02 May, 2011

A Day to Remember

I was 13 years old on September 11, 2001. It was my first day of 8th grade, my first day in a "public" online school. We were supposed to be going to the zoo - and encouraging my mom to take us to the zoo had been a feat. We were flicking through channels and I told my sister to stop, that looks like a cool movie.
It took about 10 seconds for us to realize it was real.
When I was 13, I had no idea what the World Trade Center was. I didn't even really know what a Muslim was, or where Afghanistan was, or the meaning of terrorism. We were watching when the second plane hit. I have never felt like I did that day in all of my life, and I don't know if I ever will again. I hope I don't.

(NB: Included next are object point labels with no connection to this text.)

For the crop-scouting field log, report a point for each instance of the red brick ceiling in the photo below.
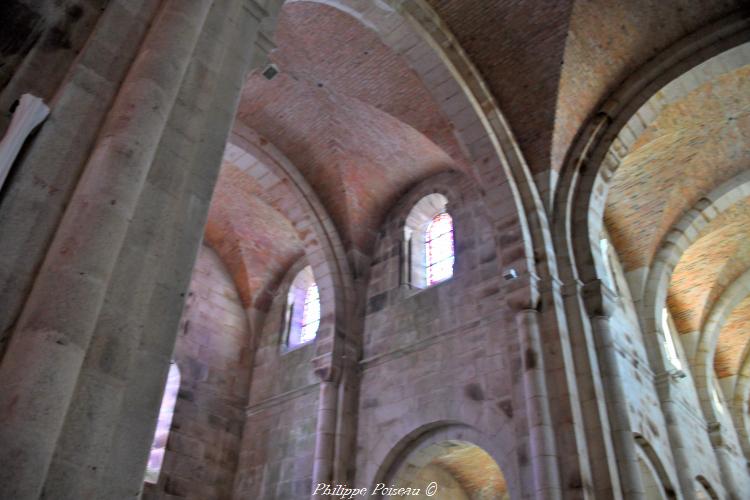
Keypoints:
(550, 63)
(350, 115)
(706, 269)
(733, 340)
(254, 240)
(324, 45)
(693, 146)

When the plane in Shakesville crashed, I think it completely shook our reality. New York was still far away, in our heads, but you put the state we're in on the list of places, and it made it more real than I could have ever imagined.
Many things have changed since that day. I was lucky enough to not be one of the thousands of people who lost loved ones and friends and coworkers that day. I was lucky enough to not be one of the soldiers' wives who said goodbye for the last time to their husband fighting in wars that could have never been started without what happened that day. I can't count the ways I am lucky, but this did affect me.

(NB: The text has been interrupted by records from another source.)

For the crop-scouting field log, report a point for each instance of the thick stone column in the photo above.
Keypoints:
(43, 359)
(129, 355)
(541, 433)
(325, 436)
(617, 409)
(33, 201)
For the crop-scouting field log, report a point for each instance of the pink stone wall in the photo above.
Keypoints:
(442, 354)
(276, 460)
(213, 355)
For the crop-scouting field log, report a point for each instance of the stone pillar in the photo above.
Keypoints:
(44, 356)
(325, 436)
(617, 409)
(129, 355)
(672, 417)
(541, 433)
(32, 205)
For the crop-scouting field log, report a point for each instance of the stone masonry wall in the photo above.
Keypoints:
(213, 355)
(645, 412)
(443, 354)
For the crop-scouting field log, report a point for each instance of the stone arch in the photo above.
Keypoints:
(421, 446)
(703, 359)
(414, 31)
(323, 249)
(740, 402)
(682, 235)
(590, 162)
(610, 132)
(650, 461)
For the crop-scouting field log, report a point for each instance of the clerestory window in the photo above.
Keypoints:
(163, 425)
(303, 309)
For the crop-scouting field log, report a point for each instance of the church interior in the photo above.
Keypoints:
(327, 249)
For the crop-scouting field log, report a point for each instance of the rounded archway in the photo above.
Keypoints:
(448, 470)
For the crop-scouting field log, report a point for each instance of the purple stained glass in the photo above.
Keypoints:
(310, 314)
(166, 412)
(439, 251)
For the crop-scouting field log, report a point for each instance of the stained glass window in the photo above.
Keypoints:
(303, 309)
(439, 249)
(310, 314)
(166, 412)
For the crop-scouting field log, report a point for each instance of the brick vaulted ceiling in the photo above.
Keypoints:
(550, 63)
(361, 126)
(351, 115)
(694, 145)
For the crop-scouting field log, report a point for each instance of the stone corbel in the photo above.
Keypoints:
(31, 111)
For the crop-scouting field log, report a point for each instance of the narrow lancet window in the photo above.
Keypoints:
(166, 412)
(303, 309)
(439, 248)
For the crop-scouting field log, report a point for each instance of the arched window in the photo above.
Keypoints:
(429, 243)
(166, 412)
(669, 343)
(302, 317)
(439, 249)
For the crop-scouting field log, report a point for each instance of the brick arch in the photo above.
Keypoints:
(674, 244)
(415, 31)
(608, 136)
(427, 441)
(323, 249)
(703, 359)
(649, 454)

It changed the way I look at the world, who I trust and what I believe. It changed how I interact with the world, and how I perceive people I meet. It taught me what fear is. It taught me what real hate is. Would I have ever known these things, or felt or believed the things I have over the past 10 years without that attack?
The lingering fear has been there, that breath-held, eyes-shut-tight feeling I have when I hear about someone attempting to terrorize the people of my country or any country anymore. The sick drop in my stomach when I hear about more people being killed in the name of anything but justice (real, true justice).
The world I grew up in after September 11, 2001, is very different than the world I lived in on September 10, 2001. I have to wonder if that would be the case if Osama bin Laden hadn't made the decisions he did.
I am not the kind of person who thinks that the death of anyone should be something to necessarily be "happy" about. However, I understand the sense of relief, of release, and of vindication or validation people might feel. I understand how people might look at this day as some sort of victory, because I think it is the closest to "winning" we might ever get, and those who have suffered the losses of loved ones do have a right to some sort of closure.
I am not happy that Osama bin Laden is dead. I am glad that they followed Muslim tradition in regards to his body after his death. I am happy that the people who suffered as a result of his actions will have closure and for the people who have lost loved ones in war, they might feel less like it was for nothing.
I feel relieved. Most of all, though, I hope that this happening means that we can finally start to move on, to grow, to become stronger, less divided, and less afraid again.